A studio still exists in the space once occupied by 8A, now called 80A. But this is how it looked before the early 2000s refurbishment of BH. It was the only one of the original twenty-two studios in Broadcasting House which was not constructed within the studio tower. It wasn't possible to extend the tower to this height because of the mansard roof on the east side of the building so the double-height studio was built to the western side. It was the only studio that had some natural daylight coming in. It was necessary to avoid connecting the studio with the steel framework below it. Not the quietest studio in the building it was originally intended for band music.

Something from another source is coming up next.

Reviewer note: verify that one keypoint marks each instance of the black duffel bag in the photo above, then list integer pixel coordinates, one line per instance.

8A seems to have clocked up a few firsts. It was the first BH studio to be completed. The first musical programme from the building came from here on 15th March 1932. It was also the first broadcast by the BBC Dance Orchestra conducted by Henry Hall. In 1944 the first Type A desk was installed, and about thirteen years later the first Type B replaced it.

These photographs were taken in 1989 at the time of the replacement of what was by now the last Type B desk in BH. The cubicle was cramped and access to the desk was up several steps due to an immovable structure under the floor. As the studio was spacious it was decided to use part of it to build a new cubicle. The old cubicle became a Green Room or observation room with a view into the new cubicle.

The new desk was a Calrec modelled on the BBC General Purpose design and the layout of the desk was very similar to the GPs. There were 26 channels and three groups. The monitoring panel (to the left of the channels) is similar to that of the GPs, as are the cue/clean feed switching for the four outside sources which can be seen to the right of the channels. Further to the right the bantam insert jackfield is just visible behind the producer's talkback box. The main monitoring speakers are LS5/8s
and small speakers sitting on the desk are provided to allow monitoring on something more like normal domestic quality. The outboard equipment in the trolley was a Klark-Teknik DN 780 reverb, a couple of Eventide harmonisers and, on top of the trolley, a Lexicon reverb unit.

(right) Telefunken M15A tape machines and Technics CD players are routed through the GP period tape control panels on the far wall.

The anechoic room under construction and complete.

Previously, the air conditioning chilled air and exhaust was ducted from the original 1932 plant eleven floors below in the sub-basement. A new plant room was constructed in the area that was originally Studio 8B.

The area was again rebuilt as part of the refurbishment of BH in the early 2000s, with the circular windows on the west side uncovered and once again allowing in some natural light. It is now called 80A.